Building a marketing effectiveness culture requires: buy-in from the top-down; a preparedness to break down siloes, join up data sets, and collaborate across functions; long-term planning that allows marketing tactics to have enough time to demonstrate effectiveness; and, an alignment and agreement of the right tools, data, and methodologies. No one tool or solution can be a panacea, Nick argued. Brands need a toolkit that can tell a consistent and coherent story about what’s working and why (and what isn’t and why not).
Greengrass Consulting’s Libby Child – who’s interviewed hundreds of business and marketing leaders to understand how to improve performance – said that it is a CEO and CFO issue, not just the CMO’s concern. Direct Line Group’s marketing director, Mark Evans, characterised the marketing community as being split between “thrivers and just-survivers”. While many have been side-swiped by trust and disruption, in many businesses, marketing effectiveness culture is alive and well. While he is confident that DLG’s own culture is driving growth and profit and acts as a Trojan horse for making businesses more customer-led, the company is not complacent. As marketing changes, so the tools of measuring its impact need to evolve with it. Success demands curiosity and a combination of patience (to let the capability grow) and impatience (to get there as fast as possible).
The conference ended with two very different perspectives from outside the industry. One-time speechwriter for Tony Blair and columnist for The Times Philip Collins drew sharp intakes of breath by describing Steve Jobs as “a man of no lasting consequence” and “just a phone designer”. He warned brands not to claim too much virtue in their brand campaigns without considering the full implications of their messaging, citing the backwash on tax faced by HSBC following its recent “One Island” campaign. He also warned against the cult of authenticity, citing @POTUS45 as the most authentic politician on the planet.
The closing keynote was from Matthew Taylor, CEO of the Royal Society of Arts. Most people feel ambivalent about advertising – believing it affects others and not them. But in turbulent, disruptive times of social populism and pessimism, Taylor suggested that many citizens might welcome curbs on brands’ freedom to market if their personal data continues to be bought and sold at will. He also suggested that one view of advertising is that it is “the acceptable face of fake news”.

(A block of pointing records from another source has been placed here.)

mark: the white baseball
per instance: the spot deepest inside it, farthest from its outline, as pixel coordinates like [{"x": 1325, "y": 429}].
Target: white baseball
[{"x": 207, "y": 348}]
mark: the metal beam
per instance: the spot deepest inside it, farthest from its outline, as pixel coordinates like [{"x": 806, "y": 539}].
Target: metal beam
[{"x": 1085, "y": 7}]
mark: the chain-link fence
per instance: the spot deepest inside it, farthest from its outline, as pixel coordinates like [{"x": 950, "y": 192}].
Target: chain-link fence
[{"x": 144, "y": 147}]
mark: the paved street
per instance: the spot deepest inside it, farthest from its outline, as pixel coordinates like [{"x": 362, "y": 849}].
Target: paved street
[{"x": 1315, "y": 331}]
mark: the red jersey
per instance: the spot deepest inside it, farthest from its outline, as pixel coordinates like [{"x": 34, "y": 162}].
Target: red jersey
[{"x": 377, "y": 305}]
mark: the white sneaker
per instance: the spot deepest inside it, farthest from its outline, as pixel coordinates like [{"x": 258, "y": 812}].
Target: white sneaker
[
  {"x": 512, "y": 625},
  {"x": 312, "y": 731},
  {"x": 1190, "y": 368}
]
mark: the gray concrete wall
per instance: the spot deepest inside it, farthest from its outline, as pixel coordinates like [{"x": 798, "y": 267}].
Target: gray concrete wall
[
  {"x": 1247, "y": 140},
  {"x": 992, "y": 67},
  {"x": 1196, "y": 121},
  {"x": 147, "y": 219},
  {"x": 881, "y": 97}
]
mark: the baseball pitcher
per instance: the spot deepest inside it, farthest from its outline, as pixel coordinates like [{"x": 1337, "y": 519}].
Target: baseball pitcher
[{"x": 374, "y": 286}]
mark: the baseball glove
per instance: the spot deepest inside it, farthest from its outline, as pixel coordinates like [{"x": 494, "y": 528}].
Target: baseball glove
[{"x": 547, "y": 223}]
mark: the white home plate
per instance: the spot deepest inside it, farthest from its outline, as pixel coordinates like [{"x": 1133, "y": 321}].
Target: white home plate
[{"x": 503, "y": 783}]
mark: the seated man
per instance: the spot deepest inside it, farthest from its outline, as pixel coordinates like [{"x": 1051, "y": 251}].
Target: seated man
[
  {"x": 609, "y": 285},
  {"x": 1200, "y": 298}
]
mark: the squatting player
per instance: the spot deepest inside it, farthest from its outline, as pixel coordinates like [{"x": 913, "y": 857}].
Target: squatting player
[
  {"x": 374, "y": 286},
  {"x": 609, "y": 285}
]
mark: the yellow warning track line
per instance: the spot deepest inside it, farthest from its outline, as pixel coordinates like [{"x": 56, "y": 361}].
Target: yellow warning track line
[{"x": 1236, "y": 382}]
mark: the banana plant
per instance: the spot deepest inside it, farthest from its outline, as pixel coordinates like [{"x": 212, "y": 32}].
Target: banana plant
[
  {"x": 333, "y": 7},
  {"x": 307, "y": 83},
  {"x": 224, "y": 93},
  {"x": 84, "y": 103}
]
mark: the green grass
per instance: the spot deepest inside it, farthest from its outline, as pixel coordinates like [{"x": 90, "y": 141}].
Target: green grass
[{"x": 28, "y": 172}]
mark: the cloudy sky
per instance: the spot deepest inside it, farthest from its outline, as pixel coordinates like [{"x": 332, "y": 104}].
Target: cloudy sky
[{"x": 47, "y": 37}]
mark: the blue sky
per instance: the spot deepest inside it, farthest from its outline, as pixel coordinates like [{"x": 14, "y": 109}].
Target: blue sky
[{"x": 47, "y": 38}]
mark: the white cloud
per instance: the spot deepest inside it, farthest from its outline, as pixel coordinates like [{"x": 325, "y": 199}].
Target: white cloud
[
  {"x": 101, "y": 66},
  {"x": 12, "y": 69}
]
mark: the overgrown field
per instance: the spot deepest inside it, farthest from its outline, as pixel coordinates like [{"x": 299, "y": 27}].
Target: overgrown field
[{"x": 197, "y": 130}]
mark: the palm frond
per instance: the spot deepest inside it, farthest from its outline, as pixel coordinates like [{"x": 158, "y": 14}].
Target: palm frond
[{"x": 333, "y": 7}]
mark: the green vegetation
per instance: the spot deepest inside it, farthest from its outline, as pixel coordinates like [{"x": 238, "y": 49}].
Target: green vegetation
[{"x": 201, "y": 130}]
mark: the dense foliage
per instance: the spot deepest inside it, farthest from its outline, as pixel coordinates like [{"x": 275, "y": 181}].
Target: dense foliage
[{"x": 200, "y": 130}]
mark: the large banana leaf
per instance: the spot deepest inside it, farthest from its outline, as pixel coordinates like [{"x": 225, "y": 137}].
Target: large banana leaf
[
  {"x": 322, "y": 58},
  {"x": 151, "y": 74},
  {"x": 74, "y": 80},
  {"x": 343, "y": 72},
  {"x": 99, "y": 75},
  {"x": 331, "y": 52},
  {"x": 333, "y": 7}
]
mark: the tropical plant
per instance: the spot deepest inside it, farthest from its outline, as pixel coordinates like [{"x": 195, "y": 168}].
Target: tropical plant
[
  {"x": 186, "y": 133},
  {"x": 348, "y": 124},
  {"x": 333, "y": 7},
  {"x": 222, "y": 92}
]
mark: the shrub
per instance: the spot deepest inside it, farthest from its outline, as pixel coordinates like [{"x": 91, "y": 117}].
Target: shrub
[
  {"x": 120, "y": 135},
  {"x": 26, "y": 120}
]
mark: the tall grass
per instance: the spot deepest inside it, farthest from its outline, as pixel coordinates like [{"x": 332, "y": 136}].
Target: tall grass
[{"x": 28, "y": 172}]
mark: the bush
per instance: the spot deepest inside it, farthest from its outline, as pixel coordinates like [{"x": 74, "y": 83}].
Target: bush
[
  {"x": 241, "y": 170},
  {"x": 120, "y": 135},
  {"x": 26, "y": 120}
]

By drawing together brands, agencies, publishers, and platforms for a once-a-year big pow-wow, the ISBA conference addresses issues that matter in marketing. But it also attracts challenging external voices – from the Met to the RSA – who put familiar issues in a new light. I left the event with new perspective, a bit more trusting, and a bit less disrupted. Whether I’ll be a whole lot more effective by 2024 remains to be seen.